5 thoughts on “Understanding and Your Experience

  1. I’d only thought of clichés like “I couldn’t breathe” and “My heart skipped a beat” as just really bad writing–I’d never connected them to ableism before. Thank you for making that connection.

    I think when people say they “couldn’t breathe” in situations where they were shocked, horrified, etc., what they’re most likely talking about is the sharp intake of breath that sometimes happens when you’re surprised. (“Gasp!” as Bugs Bunny would say). Which has nothing whatsoever to do with not being able to breathe.

    These shorthand phrases remind me of what lauredhel (hi, lauredhel!) wrote about in 101: A note to able-bodied readers:

    When I tag a post “disability”, which is right up top there, would able-bodied (AFAIK) people please not centre their concerns by talking about how they had a runny nose or a headache once, please? Treat this as you would any other post about being in an oppressed group of which you are not a member. You’re welcome to comment, but just keep in mind what we’re actually talking about, eh? Stops you looking like a numpty.

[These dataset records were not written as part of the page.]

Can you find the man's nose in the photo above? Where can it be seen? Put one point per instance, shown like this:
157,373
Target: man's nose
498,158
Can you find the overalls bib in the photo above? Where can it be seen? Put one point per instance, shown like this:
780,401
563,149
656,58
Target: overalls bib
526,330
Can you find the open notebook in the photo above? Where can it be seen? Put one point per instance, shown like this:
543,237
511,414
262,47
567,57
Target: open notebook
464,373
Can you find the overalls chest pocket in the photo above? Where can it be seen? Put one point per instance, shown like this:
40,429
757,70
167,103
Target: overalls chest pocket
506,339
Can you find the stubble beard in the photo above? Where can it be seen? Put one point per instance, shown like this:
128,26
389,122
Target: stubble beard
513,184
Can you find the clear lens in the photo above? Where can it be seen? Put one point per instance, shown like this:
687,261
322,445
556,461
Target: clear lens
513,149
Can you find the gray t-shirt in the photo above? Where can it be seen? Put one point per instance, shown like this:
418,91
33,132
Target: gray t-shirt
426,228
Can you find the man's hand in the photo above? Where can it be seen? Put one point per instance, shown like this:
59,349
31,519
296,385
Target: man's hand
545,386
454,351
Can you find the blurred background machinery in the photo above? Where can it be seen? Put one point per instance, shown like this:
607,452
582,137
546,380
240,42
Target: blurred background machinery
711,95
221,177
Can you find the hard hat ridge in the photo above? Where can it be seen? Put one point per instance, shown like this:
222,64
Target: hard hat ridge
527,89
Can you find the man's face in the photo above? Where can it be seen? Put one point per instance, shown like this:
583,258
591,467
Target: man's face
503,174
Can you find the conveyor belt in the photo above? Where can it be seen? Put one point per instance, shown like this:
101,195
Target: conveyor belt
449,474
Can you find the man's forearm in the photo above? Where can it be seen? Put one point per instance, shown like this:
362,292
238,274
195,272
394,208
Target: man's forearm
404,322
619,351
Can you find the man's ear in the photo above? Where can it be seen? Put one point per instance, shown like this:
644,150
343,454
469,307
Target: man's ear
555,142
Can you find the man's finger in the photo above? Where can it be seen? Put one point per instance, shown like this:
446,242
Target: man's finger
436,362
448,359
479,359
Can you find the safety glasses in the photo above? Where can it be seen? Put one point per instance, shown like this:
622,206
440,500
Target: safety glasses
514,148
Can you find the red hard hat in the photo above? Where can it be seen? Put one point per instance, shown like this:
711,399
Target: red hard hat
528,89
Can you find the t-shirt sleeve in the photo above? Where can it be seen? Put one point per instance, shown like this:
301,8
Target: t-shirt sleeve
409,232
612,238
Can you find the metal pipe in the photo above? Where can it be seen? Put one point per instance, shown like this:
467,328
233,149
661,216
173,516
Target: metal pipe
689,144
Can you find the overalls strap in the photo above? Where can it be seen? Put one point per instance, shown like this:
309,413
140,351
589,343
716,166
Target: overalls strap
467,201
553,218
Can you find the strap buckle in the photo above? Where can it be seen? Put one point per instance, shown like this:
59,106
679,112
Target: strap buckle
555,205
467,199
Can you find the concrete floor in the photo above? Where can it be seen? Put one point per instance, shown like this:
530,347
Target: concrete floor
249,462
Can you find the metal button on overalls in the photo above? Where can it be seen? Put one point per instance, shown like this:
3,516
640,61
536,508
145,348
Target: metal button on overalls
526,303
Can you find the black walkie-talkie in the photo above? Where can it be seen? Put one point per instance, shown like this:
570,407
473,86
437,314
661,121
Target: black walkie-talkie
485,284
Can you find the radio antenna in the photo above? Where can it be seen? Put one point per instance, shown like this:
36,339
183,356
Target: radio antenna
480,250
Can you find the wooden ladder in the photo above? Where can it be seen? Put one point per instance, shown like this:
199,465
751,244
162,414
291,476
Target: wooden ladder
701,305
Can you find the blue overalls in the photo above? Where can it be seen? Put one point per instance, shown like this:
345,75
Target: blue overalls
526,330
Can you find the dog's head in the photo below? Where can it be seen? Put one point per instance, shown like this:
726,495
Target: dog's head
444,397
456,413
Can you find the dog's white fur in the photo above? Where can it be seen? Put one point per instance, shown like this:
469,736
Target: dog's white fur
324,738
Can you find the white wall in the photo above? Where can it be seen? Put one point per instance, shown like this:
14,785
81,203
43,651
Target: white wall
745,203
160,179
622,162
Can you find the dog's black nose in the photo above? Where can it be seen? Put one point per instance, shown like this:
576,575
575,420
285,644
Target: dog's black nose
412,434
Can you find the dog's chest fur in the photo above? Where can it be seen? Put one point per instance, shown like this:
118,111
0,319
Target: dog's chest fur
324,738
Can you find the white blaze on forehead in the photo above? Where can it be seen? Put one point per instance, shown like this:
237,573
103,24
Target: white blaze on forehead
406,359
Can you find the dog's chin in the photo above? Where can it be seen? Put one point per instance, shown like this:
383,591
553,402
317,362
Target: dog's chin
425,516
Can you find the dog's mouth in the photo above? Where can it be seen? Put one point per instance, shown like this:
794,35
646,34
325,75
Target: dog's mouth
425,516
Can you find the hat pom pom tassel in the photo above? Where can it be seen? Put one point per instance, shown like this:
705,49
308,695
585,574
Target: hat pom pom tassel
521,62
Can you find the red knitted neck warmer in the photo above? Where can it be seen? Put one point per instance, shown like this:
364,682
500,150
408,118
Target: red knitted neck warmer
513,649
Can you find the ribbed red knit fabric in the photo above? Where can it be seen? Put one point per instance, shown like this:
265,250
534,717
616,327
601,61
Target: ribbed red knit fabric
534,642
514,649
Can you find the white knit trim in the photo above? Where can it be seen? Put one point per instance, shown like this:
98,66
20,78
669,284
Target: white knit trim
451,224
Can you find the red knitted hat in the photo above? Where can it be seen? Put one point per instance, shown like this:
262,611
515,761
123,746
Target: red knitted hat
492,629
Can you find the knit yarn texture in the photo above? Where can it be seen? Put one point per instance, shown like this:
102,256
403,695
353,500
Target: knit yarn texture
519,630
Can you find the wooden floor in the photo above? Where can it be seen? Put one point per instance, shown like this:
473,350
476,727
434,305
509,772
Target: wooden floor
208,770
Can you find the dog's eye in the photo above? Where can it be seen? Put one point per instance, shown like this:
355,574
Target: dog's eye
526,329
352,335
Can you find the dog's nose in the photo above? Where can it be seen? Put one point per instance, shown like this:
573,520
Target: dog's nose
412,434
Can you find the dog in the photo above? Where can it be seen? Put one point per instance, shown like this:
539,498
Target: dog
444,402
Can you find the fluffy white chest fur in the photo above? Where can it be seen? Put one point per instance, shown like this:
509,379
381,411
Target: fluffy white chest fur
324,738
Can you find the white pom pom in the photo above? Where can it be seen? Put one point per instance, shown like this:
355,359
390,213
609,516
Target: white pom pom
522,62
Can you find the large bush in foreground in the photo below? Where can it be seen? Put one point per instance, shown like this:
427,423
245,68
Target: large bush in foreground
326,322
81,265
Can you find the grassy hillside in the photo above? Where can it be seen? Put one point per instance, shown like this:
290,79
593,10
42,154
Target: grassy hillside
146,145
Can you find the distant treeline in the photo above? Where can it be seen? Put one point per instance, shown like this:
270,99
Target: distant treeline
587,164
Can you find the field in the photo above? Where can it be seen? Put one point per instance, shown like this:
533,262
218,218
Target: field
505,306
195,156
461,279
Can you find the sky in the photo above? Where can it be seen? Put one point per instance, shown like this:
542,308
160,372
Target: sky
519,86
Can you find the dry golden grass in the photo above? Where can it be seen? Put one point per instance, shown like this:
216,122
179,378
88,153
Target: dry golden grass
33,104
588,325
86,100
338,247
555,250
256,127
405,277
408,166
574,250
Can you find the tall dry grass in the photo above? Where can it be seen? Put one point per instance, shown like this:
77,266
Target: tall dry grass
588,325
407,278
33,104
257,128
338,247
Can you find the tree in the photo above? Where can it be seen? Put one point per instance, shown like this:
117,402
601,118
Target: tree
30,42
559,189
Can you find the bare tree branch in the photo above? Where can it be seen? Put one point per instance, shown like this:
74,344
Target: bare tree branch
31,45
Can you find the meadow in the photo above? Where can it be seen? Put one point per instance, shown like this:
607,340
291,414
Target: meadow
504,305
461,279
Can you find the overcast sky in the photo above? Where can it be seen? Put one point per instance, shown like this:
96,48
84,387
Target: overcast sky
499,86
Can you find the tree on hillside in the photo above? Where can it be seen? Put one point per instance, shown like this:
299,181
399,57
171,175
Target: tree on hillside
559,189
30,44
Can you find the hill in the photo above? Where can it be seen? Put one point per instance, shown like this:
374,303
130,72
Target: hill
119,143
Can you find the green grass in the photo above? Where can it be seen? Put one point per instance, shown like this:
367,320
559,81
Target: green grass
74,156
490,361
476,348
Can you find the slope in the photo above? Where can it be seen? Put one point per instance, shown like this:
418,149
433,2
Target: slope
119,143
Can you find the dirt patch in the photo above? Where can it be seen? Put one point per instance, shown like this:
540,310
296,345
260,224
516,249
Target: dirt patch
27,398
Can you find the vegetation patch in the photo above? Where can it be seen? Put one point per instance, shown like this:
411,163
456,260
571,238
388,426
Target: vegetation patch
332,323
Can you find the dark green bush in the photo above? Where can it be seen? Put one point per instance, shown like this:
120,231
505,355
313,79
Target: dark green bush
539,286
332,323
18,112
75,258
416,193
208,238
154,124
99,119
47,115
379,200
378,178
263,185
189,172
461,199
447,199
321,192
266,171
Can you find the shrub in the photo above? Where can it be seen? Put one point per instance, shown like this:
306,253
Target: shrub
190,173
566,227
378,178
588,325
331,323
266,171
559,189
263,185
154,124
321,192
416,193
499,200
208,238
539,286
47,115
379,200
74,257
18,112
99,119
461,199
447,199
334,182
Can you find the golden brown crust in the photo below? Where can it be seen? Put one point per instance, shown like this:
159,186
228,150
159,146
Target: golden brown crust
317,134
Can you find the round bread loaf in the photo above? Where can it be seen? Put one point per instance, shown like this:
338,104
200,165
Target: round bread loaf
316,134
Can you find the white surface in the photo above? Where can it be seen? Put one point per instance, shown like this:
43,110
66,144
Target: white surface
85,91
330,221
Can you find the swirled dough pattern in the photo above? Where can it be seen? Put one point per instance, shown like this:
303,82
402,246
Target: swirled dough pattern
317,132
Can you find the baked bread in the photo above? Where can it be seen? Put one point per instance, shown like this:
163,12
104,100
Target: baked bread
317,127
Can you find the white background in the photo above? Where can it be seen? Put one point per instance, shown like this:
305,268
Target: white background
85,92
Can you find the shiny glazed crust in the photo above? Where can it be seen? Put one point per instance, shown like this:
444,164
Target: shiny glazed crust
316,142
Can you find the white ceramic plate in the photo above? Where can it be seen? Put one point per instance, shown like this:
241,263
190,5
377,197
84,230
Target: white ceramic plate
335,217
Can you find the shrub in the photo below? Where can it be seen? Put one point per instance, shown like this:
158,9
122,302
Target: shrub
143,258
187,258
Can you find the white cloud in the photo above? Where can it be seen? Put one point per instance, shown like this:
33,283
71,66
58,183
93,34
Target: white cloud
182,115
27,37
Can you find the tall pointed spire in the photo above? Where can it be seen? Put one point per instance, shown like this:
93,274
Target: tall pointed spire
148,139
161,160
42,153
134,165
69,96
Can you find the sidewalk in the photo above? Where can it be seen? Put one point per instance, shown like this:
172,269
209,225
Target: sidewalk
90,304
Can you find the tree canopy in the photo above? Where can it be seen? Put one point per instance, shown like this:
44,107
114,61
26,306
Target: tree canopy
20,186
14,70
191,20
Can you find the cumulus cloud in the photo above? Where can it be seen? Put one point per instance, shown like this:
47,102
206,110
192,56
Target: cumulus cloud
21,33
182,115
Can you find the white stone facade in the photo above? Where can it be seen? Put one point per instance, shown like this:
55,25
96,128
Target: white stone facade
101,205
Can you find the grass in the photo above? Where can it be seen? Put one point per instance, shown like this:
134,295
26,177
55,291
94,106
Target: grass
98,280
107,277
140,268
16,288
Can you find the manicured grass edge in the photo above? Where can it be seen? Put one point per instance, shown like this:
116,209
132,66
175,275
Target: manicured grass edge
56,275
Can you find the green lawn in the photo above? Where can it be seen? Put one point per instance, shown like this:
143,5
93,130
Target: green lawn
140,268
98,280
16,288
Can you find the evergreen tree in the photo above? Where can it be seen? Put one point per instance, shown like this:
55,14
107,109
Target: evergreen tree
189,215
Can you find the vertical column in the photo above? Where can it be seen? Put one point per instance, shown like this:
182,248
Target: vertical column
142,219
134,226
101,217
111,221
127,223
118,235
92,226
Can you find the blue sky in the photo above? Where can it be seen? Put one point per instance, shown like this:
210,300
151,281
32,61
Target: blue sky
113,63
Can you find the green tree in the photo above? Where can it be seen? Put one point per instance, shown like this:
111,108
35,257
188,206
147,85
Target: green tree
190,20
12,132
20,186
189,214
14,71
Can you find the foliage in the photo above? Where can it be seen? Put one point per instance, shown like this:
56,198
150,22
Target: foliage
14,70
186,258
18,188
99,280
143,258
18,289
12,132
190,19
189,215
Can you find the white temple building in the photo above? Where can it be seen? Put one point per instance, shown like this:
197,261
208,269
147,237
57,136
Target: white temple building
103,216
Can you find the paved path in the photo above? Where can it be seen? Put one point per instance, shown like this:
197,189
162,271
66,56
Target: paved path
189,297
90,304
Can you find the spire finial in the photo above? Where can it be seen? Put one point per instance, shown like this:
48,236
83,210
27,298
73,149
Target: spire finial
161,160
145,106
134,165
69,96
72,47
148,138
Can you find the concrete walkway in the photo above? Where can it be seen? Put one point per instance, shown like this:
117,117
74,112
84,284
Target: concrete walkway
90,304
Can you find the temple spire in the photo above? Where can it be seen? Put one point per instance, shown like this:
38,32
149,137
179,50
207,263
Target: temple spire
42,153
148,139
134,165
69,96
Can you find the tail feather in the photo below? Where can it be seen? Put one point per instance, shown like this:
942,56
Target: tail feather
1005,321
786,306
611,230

    .-= Tera´s last blog ..Rosemary =-.

  2. I love this post. Like, a lot. I get these really serious anaphylactic reactions from time to time, and they are friggin’ TERRIFYING. As in, I literally cannot breathe because my throat has swollen to the point where it is closed.

    Anyway, this post is thought-provoking and awesome.

  3. I’ve never had anaphylactic reaction, but I’ve had asthma attacks and panic attacks (especially the latter) stop or impede my breathing. Seriously, the feeling of gasping for air, or breathing in as deeply as you can and still not feeling like you have enough oxygen… terrifying.

    Thanks for this post. I hadn’t actually considered the ableist connotations before.
    .-= PharaohKatt´s last blog ..The Spoon Theory: How Does It Affect You? =-.

  4. It’s been a long time since I was in a position where I couldn’t breath, and I agree, ‘numb’ most certainly doesn’t describe it. I’ve felt a lot of apprehension and panic in those situations, but only nothing once, and that’s because I hit my head in a swimming pool at the time and was in a bit of shock, but that wasn’t the same as numb. This post reminds me of a lot of things. Particularly the phrase “Oh, I’m blind without my glasses.” and its multiple kissing cousins. I keep wanting to smack people who say that. There’s a difference between “Well, that’s a little blurry.” and everything else. And they set it up as an either/or dichotomy, too, which is especially irritating. It’s always either perfect vision or blind, gods forbid someone acknowledge a middle ground. That and they don’t even know what blind is, apparently. Sure, some of it is total lack of sight, but quite a lot of people have some sort of vision. And then there’s the “so-n-so’s blind” as an offhand excuse for why you do something …and that’s just as bad. I tell ’em I’ve got vision, tyvm, and then they try and – correct – me. Twenty-odd years of family and friends trying to correct me, long before I ever got acknowledged as needing a smidge of assistance. At this point I’d pay money if someone could tell me how to get ’em to quit.

  5. Re: A.W:

    Yes, this dichotomy annoys me in general, but especially when it comes to the word “depressed”. Whenever I say “I’m depressed” people assume I’m just in a bid of a bad mood that can be cured by a nice hot bath, a walk in the park or taking a day off. Well, no. I’m depressed. Like really depressed, not just feeling a bit down today. Feeling a bit down is what I feel on my good days. By using these hyperboles, people take away the words other people need to talk about themselves. Someone on the verge of not being able to breathe croaks out “I can’t breathe” – nice joke. Or at least I bet that will be the first reaction of some people if the person doesn’t have a known condition. I vaguely remember my sports teacher’s doubtfull look when I croaked that and then shook my head when he asked me if I had asthma. I still don’t know why I could hardly get any air into my lungs that day, but that look didn’t help with the panic at all.